Dr. Speights said the coronavirus is a new virus and that there have no cases reported in Arkansas. However, he said people are being evaluated.
Right now, there is no vaccine or medicine to treat coronavirus. However, Dr. Speights said its symptoms can last longer than a cold, typically 7-10 days.
Speights said in a media release that the coronavirus infection rate is mild and can look like the common cold. He said the mortality rate right now appears to be higher than the seasonal flu, but that the numbers are changing.
Also, people with heart, lung or kidney conditions can be more susceptible to severe symptoms of coronavirus, Dr. Speights said, noting people can help avoid the spread of any disease by washing their hands, exercising and having physical activity.

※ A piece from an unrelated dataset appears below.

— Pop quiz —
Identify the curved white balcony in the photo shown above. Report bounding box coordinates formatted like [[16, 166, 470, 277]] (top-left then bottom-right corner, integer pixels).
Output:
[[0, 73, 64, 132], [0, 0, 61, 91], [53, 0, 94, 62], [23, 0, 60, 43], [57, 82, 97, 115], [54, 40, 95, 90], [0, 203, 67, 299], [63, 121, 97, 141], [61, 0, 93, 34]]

As for tips, healthcare officials said people can wash their hands regularly at least five times a day for 20 seconds, not touching your eyes, mouth, and nose with unclean hands, cover your mouth or nose when you sneeze with a tissue or an elbow, clean items like cell phones and door handles and stay home if you are sick.
Dr. Speights said you can prevent yourself from getting the virus from home.
“Healthy habits increase your immune system and at a time like this where you’re going to get infected, or possibly get infected with a new virus, that we don’t have all these drugs, vaccines to fix it or help," Dr. Speights said. "You’re going to have to rely on your immune system.”
Perrin agreed with Day, saying the meeting Thursday was the first step in avoiding the spread of rumors on the issue.
Perrin also said each of the groups are working together on the approach and will help each other.
Several area school superintendents also attended the meeting Thursday.
Paragould Mayor Mike Gaskill said Thursday that city and county officials will be meeting at 9 a.m. Friday to discuss the covid-19 issue.
Gaskill said the meeting will include police, fire, hospital and sheriff’s officials as well as emergency services.
The city will be also closing all of its parks and its senior adult centers, starting March 13, for two weeks, Gaskill said.